At their worst, battery-strength indicators can be fooled by unusually heavy drains on the battery—the indicators sometimes can report your battery is nearly dead when it isn’t. These heavy drains can come from repeatedly rapid-firing your camera through a large number of frames and by operation in cold weather. Under these circumstances, the battery indicators can show a depleted charge, but the batteries come back to life some time after the load is removed or after the batteries warm up.

While you also can “rest” batteries that really are nearly exhausted, don’t do it. You risk losing your images—and rendering your media card unreadable—if the battery dies while the camera is trying to write to the card. Using rechargeable batteries that are that close to being completely discharged shortens their life, too. It’s always a good idea to keep a spare battery with you.

Charging Your Batteries
Although Li-ions and NiMHs have eliminated the NiCd’s memory problems, there still are a few things you can do to help the batteries last longer and deliver maximum capacity. The first is to prevent them from becoming deeply discharged—exhausted to the point where internal damage occurs.

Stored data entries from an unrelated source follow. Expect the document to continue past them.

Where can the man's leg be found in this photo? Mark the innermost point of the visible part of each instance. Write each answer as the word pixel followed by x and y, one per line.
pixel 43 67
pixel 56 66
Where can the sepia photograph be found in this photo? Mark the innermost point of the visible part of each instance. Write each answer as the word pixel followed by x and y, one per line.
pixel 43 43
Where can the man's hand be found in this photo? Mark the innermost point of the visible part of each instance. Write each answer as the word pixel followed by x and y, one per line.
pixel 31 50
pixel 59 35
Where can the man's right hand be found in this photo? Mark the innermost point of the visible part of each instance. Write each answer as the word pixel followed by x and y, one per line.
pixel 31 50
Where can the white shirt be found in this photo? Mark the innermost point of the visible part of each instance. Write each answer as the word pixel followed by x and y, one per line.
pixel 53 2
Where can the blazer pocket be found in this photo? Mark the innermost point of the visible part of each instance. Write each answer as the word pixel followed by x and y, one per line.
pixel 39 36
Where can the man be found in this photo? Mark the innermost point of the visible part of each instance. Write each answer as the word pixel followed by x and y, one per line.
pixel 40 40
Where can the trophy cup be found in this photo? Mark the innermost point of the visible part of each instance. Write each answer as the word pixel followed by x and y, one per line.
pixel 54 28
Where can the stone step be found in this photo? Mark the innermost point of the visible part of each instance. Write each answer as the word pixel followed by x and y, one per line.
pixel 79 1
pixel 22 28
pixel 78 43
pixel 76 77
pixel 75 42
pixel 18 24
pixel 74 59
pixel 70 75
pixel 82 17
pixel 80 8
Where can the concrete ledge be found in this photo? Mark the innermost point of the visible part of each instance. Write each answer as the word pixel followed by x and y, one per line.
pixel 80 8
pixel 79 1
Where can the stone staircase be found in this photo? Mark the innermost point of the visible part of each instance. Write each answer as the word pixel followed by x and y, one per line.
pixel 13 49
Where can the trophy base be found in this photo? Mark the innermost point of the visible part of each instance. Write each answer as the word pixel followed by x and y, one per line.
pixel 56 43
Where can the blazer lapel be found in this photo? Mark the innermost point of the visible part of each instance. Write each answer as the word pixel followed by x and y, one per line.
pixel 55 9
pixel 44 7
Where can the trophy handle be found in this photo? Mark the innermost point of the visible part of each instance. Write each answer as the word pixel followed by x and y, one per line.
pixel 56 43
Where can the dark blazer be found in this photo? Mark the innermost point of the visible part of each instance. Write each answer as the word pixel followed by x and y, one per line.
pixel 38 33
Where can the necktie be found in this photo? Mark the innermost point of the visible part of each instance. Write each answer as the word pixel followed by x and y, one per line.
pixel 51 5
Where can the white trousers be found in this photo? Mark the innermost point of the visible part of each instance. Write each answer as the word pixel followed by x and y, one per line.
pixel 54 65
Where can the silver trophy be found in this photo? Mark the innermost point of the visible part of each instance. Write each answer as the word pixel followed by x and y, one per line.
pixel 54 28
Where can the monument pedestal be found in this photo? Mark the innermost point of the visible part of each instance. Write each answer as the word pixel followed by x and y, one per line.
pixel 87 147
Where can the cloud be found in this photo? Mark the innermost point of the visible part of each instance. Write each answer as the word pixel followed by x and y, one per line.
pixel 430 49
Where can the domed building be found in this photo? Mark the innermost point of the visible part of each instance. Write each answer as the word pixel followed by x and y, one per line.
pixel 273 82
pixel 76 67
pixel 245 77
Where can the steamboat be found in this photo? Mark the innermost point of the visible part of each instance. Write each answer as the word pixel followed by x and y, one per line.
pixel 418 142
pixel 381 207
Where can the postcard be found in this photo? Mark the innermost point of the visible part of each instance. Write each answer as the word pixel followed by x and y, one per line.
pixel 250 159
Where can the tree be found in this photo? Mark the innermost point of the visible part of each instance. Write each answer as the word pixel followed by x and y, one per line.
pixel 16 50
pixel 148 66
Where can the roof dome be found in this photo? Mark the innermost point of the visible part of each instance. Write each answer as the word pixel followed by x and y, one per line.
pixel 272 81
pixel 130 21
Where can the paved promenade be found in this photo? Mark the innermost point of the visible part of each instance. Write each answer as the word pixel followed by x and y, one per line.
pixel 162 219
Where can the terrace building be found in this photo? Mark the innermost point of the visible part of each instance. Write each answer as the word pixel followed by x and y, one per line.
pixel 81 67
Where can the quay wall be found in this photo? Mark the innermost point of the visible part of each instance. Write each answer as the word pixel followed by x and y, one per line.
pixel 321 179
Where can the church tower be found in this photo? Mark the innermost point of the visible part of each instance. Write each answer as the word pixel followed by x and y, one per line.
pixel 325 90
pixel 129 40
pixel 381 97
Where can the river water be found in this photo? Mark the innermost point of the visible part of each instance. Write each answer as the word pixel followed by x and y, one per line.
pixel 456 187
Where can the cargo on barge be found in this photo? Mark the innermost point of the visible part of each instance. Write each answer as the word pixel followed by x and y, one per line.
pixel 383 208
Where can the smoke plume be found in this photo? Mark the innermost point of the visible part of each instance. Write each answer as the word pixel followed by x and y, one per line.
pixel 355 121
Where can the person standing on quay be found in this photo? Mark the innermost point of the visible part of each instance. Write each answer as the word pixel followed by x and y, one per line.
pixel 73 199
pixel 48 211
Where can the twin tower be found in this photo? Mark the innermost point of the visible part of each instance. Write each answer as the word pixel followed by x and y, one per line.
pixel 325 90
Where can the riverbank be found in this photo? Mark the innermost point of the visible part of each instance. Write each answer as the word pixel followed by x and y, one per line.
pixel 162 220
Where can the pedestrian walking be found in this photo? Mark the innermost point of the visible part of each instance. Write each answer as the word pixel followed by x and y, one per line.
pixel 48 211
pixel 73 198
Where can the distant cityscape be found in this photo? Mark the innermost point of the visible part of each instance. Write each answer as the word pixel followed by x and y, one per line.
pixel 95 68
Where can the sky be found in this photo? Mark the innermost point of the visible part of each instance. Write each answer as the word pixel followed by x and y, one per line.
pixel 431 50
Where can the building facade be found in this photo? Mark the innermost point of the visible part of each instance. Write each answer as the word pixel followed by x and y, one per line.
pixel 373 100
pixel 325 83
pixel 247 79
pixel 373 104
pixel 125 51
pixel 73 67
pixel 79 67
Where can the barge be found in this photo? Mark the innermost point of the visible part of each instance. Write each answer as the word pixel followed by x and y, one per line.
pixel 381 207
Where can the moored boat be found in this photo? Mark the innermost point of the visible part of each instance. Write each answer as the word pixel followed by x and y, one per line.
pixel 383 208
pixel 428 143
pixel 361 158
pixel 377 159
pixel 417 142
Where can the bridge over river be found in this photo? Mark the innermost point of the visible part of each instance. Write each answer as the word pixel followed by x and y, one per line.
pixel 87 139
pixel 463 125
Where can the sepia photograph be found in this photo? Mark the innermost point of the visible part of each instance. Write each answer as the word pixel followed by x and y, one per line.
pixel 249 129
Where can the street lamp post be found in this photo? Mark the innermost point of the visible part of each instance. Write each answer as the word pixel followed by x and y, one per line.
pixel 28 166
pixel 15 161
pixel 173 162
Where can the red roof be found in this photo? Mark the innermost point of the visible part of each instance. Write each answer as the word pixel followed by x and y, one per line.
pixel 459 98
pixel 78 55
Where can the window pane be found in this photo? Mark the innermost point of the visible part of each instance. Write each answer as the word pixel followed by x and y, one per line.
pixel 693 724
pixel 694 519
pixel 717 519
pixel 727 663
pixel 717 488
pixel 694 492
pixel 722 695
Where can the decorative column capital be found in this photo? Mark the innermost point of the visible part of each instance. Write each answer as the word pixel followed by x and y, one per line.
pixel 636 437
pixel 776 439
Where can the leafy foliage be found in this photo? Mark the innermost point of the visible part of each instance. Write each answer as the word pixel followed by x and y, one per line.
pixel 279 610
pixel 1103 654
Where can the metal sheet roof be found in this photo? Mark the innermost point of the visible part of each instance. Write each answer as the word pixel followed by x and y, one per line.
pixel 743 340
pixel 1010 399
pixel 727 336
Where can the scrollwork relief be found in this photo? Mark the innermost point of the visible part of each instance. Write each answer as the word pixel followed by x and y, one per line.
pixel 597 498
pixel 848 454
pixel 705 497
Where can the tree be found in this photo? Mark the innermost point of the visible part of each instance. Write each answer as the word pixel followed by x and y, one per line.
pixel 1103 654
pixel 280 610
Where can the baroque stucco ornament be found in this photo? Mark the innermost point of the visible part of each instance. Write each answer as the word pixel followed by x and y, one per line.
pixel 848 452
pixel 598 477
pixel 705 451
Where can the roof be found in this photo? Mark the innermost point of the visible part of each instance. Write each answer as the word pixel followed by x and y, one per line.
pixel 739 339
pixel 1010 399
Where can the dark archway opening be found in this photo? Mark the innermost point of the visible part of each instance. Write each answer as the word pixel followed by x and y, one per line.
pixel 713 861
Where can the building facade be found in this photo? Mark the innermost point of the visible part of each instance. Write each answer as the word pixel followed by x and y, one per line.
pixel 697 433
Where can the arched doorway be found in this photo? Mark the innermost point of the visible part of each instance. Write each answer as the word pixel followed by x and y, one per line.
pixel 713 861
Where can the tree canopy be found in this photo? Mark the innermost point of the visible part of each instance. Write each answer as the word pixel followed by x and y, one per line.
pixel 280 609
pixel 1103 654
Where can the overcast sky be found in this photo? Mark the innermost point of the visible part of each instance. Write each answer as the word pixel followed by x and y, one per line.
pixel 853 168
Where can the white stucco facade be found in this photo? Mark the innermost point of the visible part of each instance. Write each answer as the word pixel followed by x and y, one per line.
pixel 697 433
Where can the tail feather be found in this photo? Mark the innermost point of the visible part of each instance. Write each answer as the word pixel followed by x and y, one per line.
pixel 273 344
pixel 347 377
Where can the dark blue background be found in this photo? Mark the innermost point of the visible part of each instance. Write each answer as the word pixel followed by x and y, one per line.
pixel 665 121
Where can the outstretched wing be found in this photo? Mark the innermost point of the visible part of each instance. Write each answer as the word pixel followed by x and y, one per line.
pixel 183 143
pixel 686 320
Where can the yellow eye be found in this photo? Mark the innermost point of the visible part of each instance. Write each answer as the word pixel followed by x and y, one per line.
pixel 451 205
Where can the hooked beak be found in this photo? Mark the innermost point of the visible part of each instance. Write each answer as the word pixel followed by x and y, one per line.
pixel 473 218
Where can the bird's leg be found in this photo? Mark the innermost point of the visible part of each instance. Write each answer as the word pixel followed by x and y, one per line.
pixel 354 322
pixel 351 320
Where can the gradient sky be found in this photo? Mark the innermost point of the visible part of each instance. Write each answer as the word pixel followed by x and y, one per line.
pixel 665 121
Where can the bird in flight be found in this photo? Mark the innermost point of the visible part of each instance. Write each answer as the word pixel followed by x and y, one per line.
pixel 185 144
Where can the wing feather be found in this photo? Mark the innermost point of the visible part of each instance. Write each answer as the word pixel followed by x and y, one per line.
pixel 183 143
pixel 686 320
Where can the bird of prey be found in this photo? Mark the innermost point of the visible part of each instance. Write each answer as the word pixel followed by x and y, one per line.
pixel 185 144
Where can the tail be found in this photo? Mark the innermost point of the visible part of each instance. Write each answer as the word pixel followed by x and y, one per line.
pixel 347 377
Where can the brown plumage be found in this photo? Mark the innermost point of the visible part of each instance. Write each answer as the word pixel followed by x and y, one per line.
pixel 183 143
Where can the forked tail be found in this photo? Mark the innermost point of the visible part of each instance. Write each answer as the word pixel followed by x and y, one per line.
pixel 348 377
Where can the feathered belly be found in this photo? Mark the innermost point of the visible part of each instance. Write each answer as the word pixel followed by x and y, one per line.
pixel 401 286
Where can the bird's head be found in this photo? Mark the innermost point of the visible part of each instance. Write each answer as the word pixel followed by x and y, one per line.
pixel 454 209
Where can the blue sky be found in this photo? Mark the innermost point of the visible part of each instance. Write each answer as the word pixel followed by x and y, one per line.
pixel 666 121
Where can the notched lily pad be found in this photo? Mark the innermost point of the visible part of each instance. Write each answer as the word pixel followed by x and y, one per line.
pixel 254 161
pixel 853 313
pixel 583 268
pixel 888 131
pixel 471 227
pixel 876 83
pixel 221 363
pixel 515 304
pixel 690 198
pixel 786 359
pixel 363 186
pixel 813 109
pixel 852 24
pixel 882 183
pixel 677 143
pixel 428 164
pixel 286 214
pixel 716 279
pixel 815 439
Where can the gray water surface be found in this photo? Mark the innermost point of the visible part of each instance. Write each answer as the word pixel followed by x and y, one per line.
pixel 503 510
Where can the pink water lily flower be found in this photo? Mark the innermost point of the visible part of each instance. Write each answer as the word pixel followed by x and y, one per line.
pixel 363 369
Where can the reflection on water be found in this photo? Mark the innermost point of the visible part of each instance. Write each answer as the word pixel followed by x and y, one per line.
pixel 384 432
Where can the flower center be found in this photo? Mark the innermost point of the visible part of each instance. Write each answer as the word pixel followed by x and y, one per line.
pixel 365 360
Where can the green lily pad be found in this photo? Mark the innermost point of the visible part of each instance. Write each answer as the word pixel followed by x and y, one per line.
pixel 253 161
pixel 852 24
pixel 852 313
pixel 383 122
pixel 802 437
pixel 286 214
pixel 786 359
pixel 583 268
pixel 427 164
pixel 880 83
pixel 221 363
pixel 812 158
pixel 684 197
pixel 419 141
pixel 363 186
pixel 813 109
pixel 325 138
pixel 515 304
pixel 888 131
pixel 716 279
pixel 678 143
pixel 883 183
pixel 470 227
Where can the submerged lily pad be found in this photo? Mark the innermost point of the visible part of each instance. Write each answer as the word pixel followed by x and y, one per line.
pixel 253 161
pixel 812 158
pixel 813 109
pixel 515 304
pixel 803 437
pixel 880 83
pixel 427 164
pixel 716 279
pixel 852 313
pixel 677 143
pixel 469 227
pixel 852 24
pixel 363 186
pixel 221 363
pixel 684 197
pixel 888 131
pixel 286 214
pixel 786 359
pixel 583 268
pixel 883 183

Along with ignoring the urge to squeeze out just one more shot from batteries that need recharging, make sure the batteries’ charge levels don’t drop too far while they’re in storage. It’s a good idea to top off your batteries at least once a month, whether you’ve used them or not. Some camera makers offer a dock that keeps your camera battery fully charged automatically—the docks maximize your batteries’ longevity while making sure you’ve al-ways got a camera that’s ready to go.

In the past, the heat generated by overcharging batteries was a threat to battery longevity, but modern chargers use a more advanced, three-stage system to prevent this problem. Avoid using older fast chargers with your NiMHs, or chargers for other kinds of cells. If you’re going out to buy a new recharger, keep in mind that the faster ones generally get your batteries hotter in the process, shortening their life somewhat. Whether the extra convenience makes the batteries’ shorter life span worthwhile is up to you.

Li-ion batteries have dedicated chargers, so you don’t have to worry about overcharging them or how fast a charger to get—just use the charger designed for the battery. Li-ions and NiMHs have one special need, though, and that’s to condition them by fully charging them before the first use, then discharging them all the way before recharging. Repeat this cycle three times, and you’re good to go—you’ll get the best out of the batteries, and you can recharge them whenever you want to.